Der Baumstamm wird an zwei bis drei Stellen sorgfältig an der Stütze befestigt. Mit dem Wachstum und der Entwicklung der Pflanze werden die Stützpunkte angepasst.
Topdressing
Während des Wachstums nehmen Tomaten aktiv Nährstoffe aus dem Boden auf und verbrauchen ihn dadurch schnell. Auch die Fruchtbildung und -reifung verlaufen zügig, weshalb die Pflanze in dieser Zeit besonders auf zusätzliche Nährstoffe angewiesen ist.
- Erste Düngung: 2 Wochen nach der Pflanzung mit Vogelkot oder Königskerzen düngen.
- Zweite Düngung: 10-14 Tage nach der ersten Düngung mineralischen Dünger oder eine selbst hergestellte Mischung verwenden.
- Anschließende Fütterung: Alle 2 Wochen Hefefütterung oder Düngung mit Phosphor/Kalium verwenden.
Zwei Wochen nach dem Auspflanzen der Tomatenpflanzen ins Freiland sollte der erste Dünger ausgebracht werden. Vogelkot oder Kuhmist eignen sich gut.
Die zweite Düngung erfolgt nach 10–14 Tagen. Verwenden Sie gebrauchsfertige Mineraldünger oder mischen Sie Ihren eigenen Dünger.
Für 10 Liter Wasser benötigen Sie:
- 60 g Superphosphat;
- 1 g Borsäure;
- 25 g Ammoniumnitrat;
- 15 g Kaliumsalz.
Anschließend wird alle zwei Wochen gedüngt. Sie können Hefedünger mit Phosphor oder Kalium verwenden. Vermeiden Sie jedoch Stickstoff, da dieser übermäßiges Blattwachstum fördert.
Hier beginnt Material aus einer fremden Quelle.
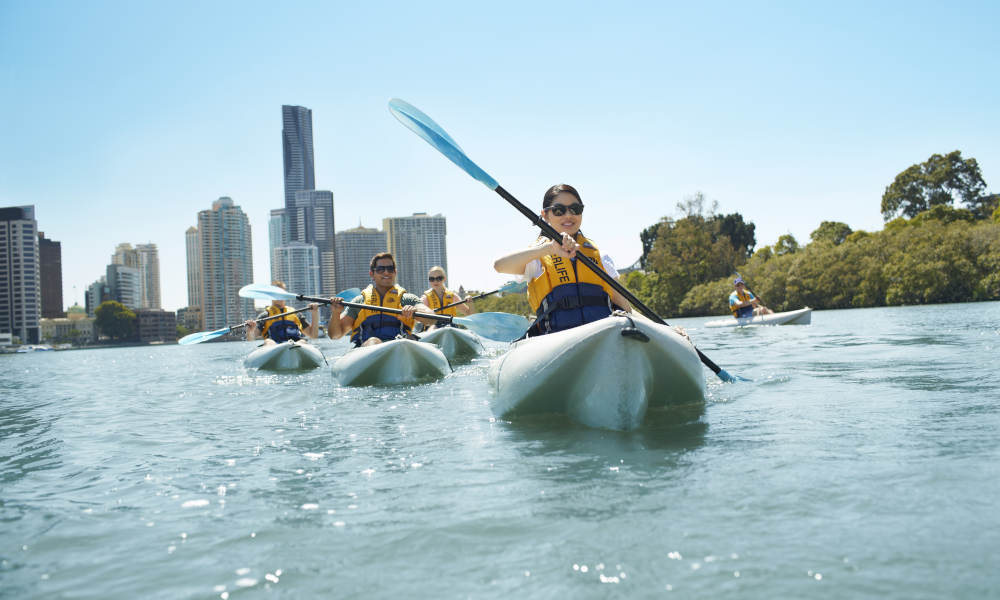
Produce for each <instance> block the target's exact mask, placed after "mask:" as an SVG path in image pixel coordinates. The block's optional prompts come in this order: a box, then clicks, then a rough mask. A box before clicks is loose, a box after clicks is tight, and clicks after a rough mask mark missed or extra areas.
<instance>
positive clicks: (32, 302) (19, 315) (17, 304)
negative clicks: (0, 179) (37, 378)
mask: <svg viewBox="0 0 1000 600" xmlns="http://www.w3.org/2000/svg"><path fill="white" fill-rule="evenodd" d="M39 278H40V273H39V267H38V223H37V222H36V221H35V207H34V206H33V205H29V206H8V207H5V208H0V333H8V334H11V335H12V336H13V337H16V338H18V339H20V340H21V343H23V344H37V343H38V340H39V337H40V335H41V331H40V328H39V323H38V320H39V318H41V312H42V294H41V285H40V283H39Z"/></svg>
Krankheits- und Schädlingsprävention
Zur Vorbeugung empfiehlt es sich, die Mulchschicht auf Schnecken zu untersuchen. Besprühen Sie den Strauch außerdem regelmäßig mit einer Seifenlauge. Diese sollte jedoch nicht verwendet werden, wenn die Pflanze jünger als sechs Wochen ist. Besprühen Sie die Pflanze gegebenenfalls alle zwei bis drei Wochen. Die vorbeugende Behandlung sollte einen Monat vor der Ernte abgeschlossen sein.
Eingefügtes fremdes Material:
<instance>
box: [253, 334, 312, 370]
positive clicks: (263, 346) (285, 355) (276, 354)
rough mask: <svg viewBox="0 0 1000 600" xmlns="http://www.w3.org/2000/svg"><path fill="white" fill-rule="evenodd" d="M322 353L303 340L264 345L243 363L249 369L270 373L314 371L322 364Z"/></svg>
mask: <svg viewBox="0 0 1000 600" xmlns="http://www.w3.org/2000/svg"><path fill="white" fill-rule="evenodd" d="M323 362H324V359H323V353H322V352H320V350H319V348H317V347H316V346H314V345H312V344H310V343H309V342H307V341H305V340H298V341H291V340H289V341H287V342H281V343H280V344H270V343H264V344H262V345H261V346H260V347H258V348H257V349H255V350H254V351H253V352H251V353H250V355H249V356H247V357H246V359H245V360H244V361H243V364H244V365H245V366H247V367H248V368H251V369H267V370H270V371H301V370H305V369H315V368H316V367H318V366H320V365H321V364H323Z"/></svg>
Das Besprühen mit Molke, der 1-2 Tropfen Jod zugesetzt wurden, hilft gegen Pilzerkrankungen.
Oder man verwendet eine gebrauchsfertige Lösung namens Fitosporin. Sie schützt die Pflanze vor bakteriellen Krankheiten.
Ernte und Lagerung
Die Früchte werden vom Strauch geerntet, sobald sie reif sind. Der Reifegrad wird an ihrer tiefen, leuchtend roten Farbe bestimmt.
Bei frühem Frost sollten alle Tomaten geerntet werden, da sie sonst verderben. Unreife Tomaten sollten an einen warmen, sonnigen Platz gestellt werden.
Reife Früchte sind maximal 2 Wochen haltbar. Unreife Früchte sind bis zu 3 Wochen haltbar.
Regeln für die Lagerung von Tomaten:
- Bitte nicht im Kühlschrank aufbewahren (niedrige Temperaturen reduzieren das Aroma).
- Entfernen Sie alle trockenen Blätter von der Frucht.
- In einer einzigen Schicht auf einem Holz- oder Kunststofftablett verteilen.
- Legen Sie trockenes Sägemehl unter und zwischen die Früchte.
- Verwenden Sie einen trockenen und dunklen Raum.
Um die Reifung einiger geernteter Tomaten zu beschleunigen, lohnt es sich, sie neben reife Tomaten zu legen.
Gärtnerrezensionen zur Sorte Marusya
Die Tomatensorte Marusya ist in jedem Klima leicht anzubauen und eignet sich daher auch für Gartenanfänger. Sie ist sehr widerstandsfähig gegen Krankheiten und liefert einen konstant hohen Ertrag. Die Tomaten lassen sich gut lagern und transportieren. Sie können frisch verzehrt oder zu Winterkonserven verarbeitet werden.